Congenital facial palsy can result in significant disfigurement. A potential treatment option is free functional muscle transfer to reanimate the face. For this to be possible, a suitable recipient artery and vein must be present in the affected hemiface. In this study, the authors aim to identify whether patients with syndromic congenital facial palsy have a higher rate of facial vessel agenesis than those with isolated congenital facial palsy. Patients were identified between November of 2006 and October of 2013. Patients were stratified into two groups: those with syndromic congenital facial palsy and those with isolated congenital facial palsy. The presence or absence of facial vessels was determined intraoperatively.

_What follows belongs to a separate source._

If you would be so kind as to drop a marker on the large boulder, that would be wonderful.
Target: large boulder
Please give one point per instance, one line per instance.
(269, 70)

Forty-seven eligible patients were included in the study. Those with syndromic congenital facial palsy were significantly more likely to have an absent facial vein than patients with isolated congenital facial palsy (p = 0.015). There was a strong trend toward those with syndromic facial palsy lacking a facial artery (p = 0.08). Subgroup analysis of patients with Möbius syndrome revealed that these patients were significantly more likely to have facial artery agenesis than those with isolated congenital facial palsy (p = 0.03). Facial vessel agenesis is significantly more common in patients with syndromic congenital facial palsy compared with those with isolated congenital facial palsy. This must be considered in the preoperative planning for facial reanimation with free functional muscle transfer. The operating surgeon should consider vascular studies of the affected hemiface before undertaking the procedure.